Sardi, corsi e baschi alleati per difendere dalla contraffazione e promuovere sui mercati i propri agnelli, con la Sardegna che conferma e tutela il suo ruolo di primo piano nell'allevamento ovino: il 40% del gregge italiano pascola sull'Isola.

E' questa la sintesi del confronto che si è tenuto nei giorni scorsi a Corte in Corsica tra il Consorzio dell'agnello di Sardegna Igp, il Consorzio di tutela dell'agnello da latte dei Pirenei Igp ed il gruppo promotore per il riconoscimento della Igp per l'agnello della Corsica. Lo rende noto un comunicato stampa del Consorzio di tutela dell'agnello di Sardegna.

"E' stato un incontro fecondo – sintetizza il presidente del Consorzio dell'agnello Igp di Sardegna, Battista Cualbuin cui è emerso che è fondamentale allargare le collaborazioni anche oltre i confini sardi e stringere alleanze con i colleghi visto che abbiamo gli stessi interessi".

Fondamentale in questo gioco di squadra è la certificazione: "Per questo tifiamo perché anche gli agnelli corsi possano ottenere il riconoscimento dell'Igp" spiega Cualbu perchè "in questo modo è più facile allearsi e tutelare i nostri prodotti".

L'esempio arriva proprio dall'agnello corso, il 60 per cento dei quali (39mila capi anno) è venduto in Sardegna: "La certificazione fugherebbe ogni dubbio sull'origine, tutelando quel prodotto e anche gli altri da eventuali furbi che potrebbero dargli cittadinanze diverse in base alle proprie esigenze".

Sul confronto dei dati non c'è stata partita. La Sardegna, regina degli ovini, ha messo sul tavolo numeri imponenti,visto che si allevano due pecore per abitante  - oltre 3milioni di capi - pari al 40% dell'intero patrimonio ovino italiano.

"Il nostro Consorzio – ha raccontato Battista Cualbu - conta al suo interno un terzo della aziende sarde (4mila su 12mila) e certifica circa la metà degli agnelli prodotti: 650mila su circa 1,2 milioni".
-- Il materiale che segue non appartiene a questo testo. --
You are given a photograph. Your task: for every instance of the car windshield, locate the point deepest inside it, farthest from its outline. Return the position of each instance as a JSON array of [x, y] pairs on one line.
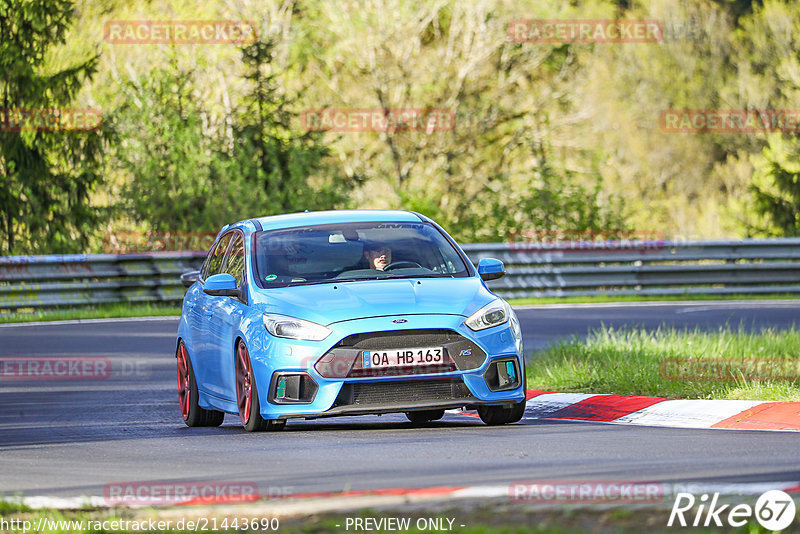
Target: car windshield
[[354, 251]]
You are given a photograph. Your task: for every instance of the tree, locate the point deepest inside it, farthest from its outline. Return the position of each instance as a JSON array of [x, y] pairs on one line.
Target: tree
[[46, 177], [776, 187], [288, 166]]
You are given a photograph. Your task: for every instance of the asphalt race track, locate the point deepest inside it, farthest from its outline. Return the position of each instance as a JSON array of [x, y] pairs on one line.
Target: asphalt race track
[[71, 438]]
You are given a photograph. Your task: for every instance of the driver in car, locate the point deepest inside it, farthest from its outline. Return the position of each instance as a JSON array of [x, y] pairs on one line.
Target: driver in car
[[378, 257]]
Numeri che sovrastano quelli piccoli della Corsica dove si allevano 90mila pecore da cui nascono ogni anno 65mila agnelli circa.

"Al di là dei numeri – spiega il presidente del Consorzio sardo – dobbiamo fare i conti con le nuove abitudini dei consumatori. Oggi le vendite di agnelli sardi, che rappresentano il 20 per cento del reddito che deriva dalle pecore (il restante 80% è imputabile al latte) si concentrano soprattutto nel periodo di Natale (50 per cento dei ricavi) e Pasqua (20 per cento), mentre il 30 per cento delle vendite si registra in altri periodi. D'altra parte il mercato richiede prodotto anche in estate, quando cioè non abbiamo agnelli".
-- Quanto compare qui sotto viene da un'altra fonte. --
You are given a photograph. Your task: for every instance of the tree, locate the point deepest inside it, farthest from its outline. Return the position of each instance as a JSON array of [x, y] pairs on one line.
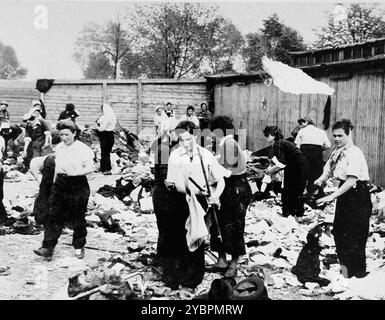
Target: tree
[[9, 65], [223, 42], [275, 40], [110, 40], [354, 24], [174, 41], [98, 67]]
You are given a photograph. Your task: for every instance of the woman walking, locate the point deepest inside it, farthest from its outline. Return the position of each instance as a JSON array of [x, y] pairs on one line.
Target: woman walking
[[190, 116], [312, 141], [234, 199], [107, 123], [186, 230], [70, 191], [353, 209], [289, 158]]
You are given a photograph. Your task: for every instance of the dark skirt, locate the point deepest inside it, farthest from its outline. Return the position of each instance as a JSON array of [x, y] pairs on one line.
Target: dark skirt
[[313, 154], [106, 143], [161, 201], [3, 213], [231, 217], [180, 266], [295, 178], [41, 208], [67, 204], [351, 228]]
Su questa singolare piega presa dal mercato degli agnelli, il Consorzio sardo sta lavorando da tempo per trovare delle soluzioni, coinvolgendo anche l'Università e il mondo della ricerca.

"Stiamo cercando di studiare un metodo per garantire l'agnello tutto l'anno – spiega Cualbu - cambiare la stagione dei parti è difficile ed improbabile per diversi motivi, ma oggi esistono diverse tecnologie che consentono di conservare, per brevi periodi, la carne, senza modificarne la qualità. Uno di questi è il surgelamento che potrebbe garantirci l'agnello sardo anche d'estate piuttosto che importarne da Paesi lontani".

Altro argomento affrontato è la ricerca di nuovi mercati. "L'export è importante – ha ribadito anche in Corsica il presidente Cualbu – ma altrettanto importante il consumo interno, a cominciare dalle mense".

Gli allevatori delle altre due razze di agnelli hanno condiviso l'analisi e i progetti portati avanti dal Consorzio dell'agnello sardo Igp. Anche perché riscontrano un calo dei consumi di carne e del tradizionale consumo dell'agnello. In Corsica l'agnello sta perdendo valore e spesso viene svezzato alla nascita, concentrandosi sulla produzione del latte.

Per questo, si è concluso "dobbiamo proseguire nella strada della collaborazione e della condivisione dei progetti, ribadendo l'importanza della certificazione per il riconoscimento delle peculiarità regionali e il contrasto delle contraffazioni".